Salah satunya mengangkat masalah status non muslim dalam kehidupan bermasyarakat dan bernegara. Bahtsul Masail Maudluiyah memutuskan tidak menggunakan kata 'kafir' bagi non muslim di Indonesia. Kata 'kafir' menyakiti sebagian kelompok yang dianggap mengandung unsur kekerasan teologis,ungkap wakil ketua Lembaga Bahtsul Masail Pengurus Besar NU, KH Abdul Moqsith Ghazali. Jumat, 27 Februari 2019.
Tidak sejalan dengan hasil keputusan Munas NU, Sekretaris Jenderal FUI, Muhammad Al-Khathtat yang mengatakan kecurigaannya akan keputusan untuk tidak menyebutkan WNI non muslim sebagai kafir sarat dengan motif politik. Khathtat berasumsi keputusan NU ini dilakukan untuk menarik simpati kaum non muslim menjelang pemilihan presiden 17 April 2019 yang akan datang. CNN.Nasional,Jakarta, Sabtu, 02 Maret 2019.
Sebutan kafir kepada non muslim disebut berkali-kali dalam Al-qur'an. Istilah ini murni digunakan Allah dalam firmanNya untuk membedakan kaum yang beriman dan kaum yang Ingkar.
"Sungguh telah kafir orang-orang yang menyatakan bahwa Allah adalah Al-Masih putra Maryam" (TQS Al-Maidah ayat 17).
Selama berabad-abad penggunaan istilah kafir untuk orang-orang di luar Islam tidak pernah menimbulkan problem. Baik internal umat Islam sendiri maupun dikalangan eksternal di luar Islam.
Karena itu melarang penggunaan kata kafir untuk menyebut non muslim karena mengandung kekerasan teologis sangatlah tidak relevan, sangat tidak berdasar dan ahistoris. Kalaupun saat ini banyak tindakan kekerasan di dunia, bukan hanya kekerasan teologis, tetapi kekerasan psikis bahkan fisik.

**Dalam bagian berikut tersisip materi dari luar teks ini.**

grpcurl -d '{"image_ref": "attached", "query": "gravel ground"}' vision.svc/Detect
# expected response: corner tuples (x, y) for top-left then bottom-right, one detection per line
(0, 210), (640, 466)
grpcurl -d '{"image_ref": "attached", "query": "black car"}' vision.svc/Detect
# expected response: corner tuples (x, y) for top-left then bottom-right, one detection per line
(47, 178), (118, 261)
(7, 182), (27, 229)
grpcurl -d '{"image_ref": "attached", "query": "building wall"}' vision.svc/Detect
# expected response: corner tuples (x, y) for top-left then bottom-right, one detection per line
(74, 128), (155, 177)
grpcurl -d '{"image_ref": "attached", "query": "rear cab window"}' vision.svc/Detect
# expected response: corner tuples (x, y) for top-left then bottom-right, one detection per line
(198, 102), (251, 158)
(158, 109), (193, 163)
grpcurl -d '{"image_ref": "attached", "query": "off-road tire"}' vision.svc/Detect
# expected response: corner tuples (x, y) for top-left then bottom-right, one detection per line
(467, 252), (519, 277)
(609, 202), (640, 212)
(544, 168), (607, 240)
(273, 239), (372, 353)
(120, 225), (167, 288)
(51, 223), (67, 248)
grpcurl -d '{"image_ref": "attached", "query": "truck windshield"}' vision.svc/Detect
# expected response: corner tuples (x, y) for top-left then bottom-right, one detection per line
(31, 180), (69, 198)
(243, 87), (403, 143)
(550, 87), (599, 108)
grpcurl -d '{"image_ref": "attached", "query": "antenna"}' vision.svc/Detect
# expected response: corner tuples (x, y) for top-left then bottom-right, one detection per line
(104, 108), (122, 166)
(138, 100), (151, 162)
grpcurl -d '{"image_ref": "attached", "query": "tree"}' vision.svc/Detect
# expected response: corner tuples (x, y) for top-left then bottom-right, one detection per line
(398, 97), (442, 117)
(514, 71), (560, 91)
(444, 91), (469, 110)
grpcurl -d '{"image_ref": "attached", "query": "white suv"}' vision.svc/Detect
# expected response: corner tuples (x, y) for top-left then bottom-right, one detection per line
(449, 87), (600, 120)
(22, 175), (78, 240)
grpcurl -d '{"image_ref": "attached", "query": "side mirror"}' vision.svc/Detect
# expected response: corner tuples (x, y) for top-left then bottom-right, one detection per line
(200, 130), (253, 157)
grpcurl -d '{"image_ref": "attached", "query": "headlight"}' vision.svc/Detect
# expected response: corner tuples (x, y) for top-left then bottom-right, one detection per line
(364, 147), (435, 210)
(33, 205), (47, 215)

Justru hal ini banyak dirasakan dan dialami kaum muslim sendiri. Kaum muslim dipojokkan dengan label radikal, intoleran, mengancam NKRI dan lain-lain hanya karena menolak pemimpin kafir. Dalam konteks global, yang banyak menjadi korban baik secara teologis, psikis maupun fisik adalah umat Islam yang diperlakukan semena-mena oleh kaum kafir.
Betapa hal ini membuat umat Islam khususnya merasakan keanehan yang luar biasa, semestinya istilah kafir yang sudah Allah sebutkan dalam Al-qur'an berabad-abad lalu diotak-atik sedemikian rupa oleh sekelompok orang yang merasa diri paling benar. Yang menyebut sebagai wakil umat dengan mudah menyebarkan isu dengan tujuan memecah belah umat.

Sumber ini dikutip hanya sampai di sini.